Nel momento in cui uscì, alla fine del 2017, “It’s Ok to Cry” venne accolto come un mix tra un coming out e la nascita di una nuova Venere: era il primo singolo tratto da Oil of Every Pearl’s Un-Insides, a sua volta primo e unico album solista di Sophie (nominato come miglior album dance/elettronico ai Grammy nel 2018). Emergendo per la prima volta dalla nebbia in cui si era volontariamente nascosta per anni, fino a quel momento (non si sapeva nemmeno se fosse un uomo o una donna), nel video Sophie appare così com’è, mostrando per la prima volta la sua faccia, la sua pelle e il suo corpo, usando la sua vera voce: un essere divino, dotato di zigomi sovrannaturali, sullo sfondo di un cielo inizialmente notturno e stellato, poi attraversato da un arcobaleno, poi azzurro, paradisiaco e cosparso di nuvole spumose, infine devastato da un temporale apocalittico.

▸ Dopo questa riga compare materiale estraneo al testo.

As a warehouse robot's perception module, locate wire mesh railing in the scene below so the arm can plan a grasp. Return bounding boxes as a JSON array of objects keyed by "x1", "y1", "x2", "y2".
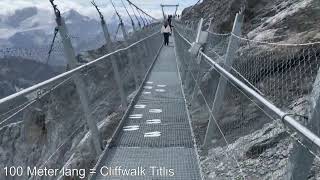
[
  {"x1": 175, "y1": 25, "x2": 320, "y2": 179},
  {"x1": 0, "y1": 27, "x2": 162, "y2": 179}
]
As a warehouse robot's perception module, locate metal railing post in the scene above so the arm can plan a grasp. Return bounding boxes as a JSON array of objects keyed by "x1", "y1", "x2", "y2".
[
  {"x1": 120, "y1": 23, "x2": 139, "y2": 89},
  {"x1": 51, "y1": 0, "x2": 102, "y2": 154},
  {"x1": 91, "y1": 1, "x2": 127, "y2": 109},
  {"x1": 287, "y1": 68, "x2": 320, "y2": 180},
  {"x1": 203, "y1": 13, "x2": 243, "y2": 149}
]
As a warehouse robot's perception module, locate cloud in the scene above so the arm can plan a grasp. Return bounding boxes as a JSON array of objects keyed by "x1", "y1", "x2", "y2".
[{"x1": 0, "y1": 0, "x2": 197, "y2": 18}]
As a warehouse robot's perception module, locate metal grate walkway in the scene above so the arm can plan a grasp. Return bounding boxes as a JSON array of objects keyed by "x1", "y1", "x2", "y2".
[{"x1": 96, "y1": 37, "x2": 201, "y2": 180}]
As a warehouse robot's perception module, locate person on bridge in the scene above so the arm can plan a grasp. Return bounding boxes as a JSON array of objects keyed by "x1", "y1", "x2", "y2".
[{"x1": 161, "y1": 21, "x2": 171, "y2": 46}]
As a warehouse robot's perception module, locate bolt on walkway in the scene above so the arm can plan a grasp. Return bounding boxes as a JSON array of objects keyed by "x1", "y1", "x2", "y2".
[{"x1": 96, "y1": 37, "x2": 201, "y2": 180}]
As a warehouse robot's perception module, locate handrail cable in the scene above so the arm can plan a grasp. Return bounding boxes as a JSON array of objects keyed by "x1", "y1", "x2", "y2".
[{"x1": 0, "y1": 31, "x2": 160, "y2": 105}]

La sua musica era sempre stata fluida, strana, organica e artificiale allo stesso tempo, aggressiva e zuccherosa, robotica e corporea, infantile e inquietante. «Dopo quel video», si legge sul New York Times, «sembrò che l’estetica con cui Sophie aveva sempre giocato nella sua musica fosse correlata al processo privato di diventare se stessa». Un momento importante per lei come artista e come persona ma anche per la comunità Lgtbq+: da quel momento in poi, tutti seppero che oltre a essere una produttrice d’avanguardia, Sophie era una bellissima donna transessuale.

Così la sua famiglia ha comunicato la sua morte, avvenuta in un ospedale di Atene, dove viveva ultimamente: «Fedele alla sua spiritualità, si era arrampicata per guardare la luna piena e accidentalmente è scivolata ed è caduta». Prima di elencare e raccontare le 12 canzoni più importanti lasciate dall’artista, Lindsay Zoladz del New York Times commenta il modo in cui è morta: «Una storia al tempo stesso tragica e bella, mossa da un desiderio quasi ultraterreno. Come se fosse una sua canzone».

Anche se non è mai approdata nel mondo mainstream – è sempre stata una chicca, un po’ come Grimes prima che si mettesse con Elon Musk (e Claire Boucher è proprio tra le persone che l’hanno commemorata con i post più toccanti: «I can’t stop crying enough to know what to say. Immortal through art») – l’opera di Sophie ha indubbiamente avuto un effetto profondo e trasformativo sul modo in cui suona la musica pop contemporanea (si legge in tutti i necrologi, ma gli addetti ai lavori lo scrivevano da anni). Nel lontano 2013, “Bipp” fu una vera e propria rivelazione, come la scoperta di una nuova droga, e “Lemonade” comparve l’anno dopo per mantenere quella nuova, assurda promessa. La misteriosa produttrice scozzese di stanza a Los Angeles venne immediatamente assoldata da artisti come Madonna, Vince Staples, Nicki Minaj, Charli XCX. «La sua influenza può essere ascoltata sia nella gratificazione istantanea dell’iperpop da 100 gecs sia negli agganci energici del boom del K-pop», scrive Zoladz sul New York Times, ma è bellissimo anche quando dice: «A volte le sue canzoni suonavano come jingle commerciali di altri pianeti». Guardare il video di “It’s Ok to Cry” è impressionante: sembra un messaggio che ha lasciato per consolarci nel momento della sua morte.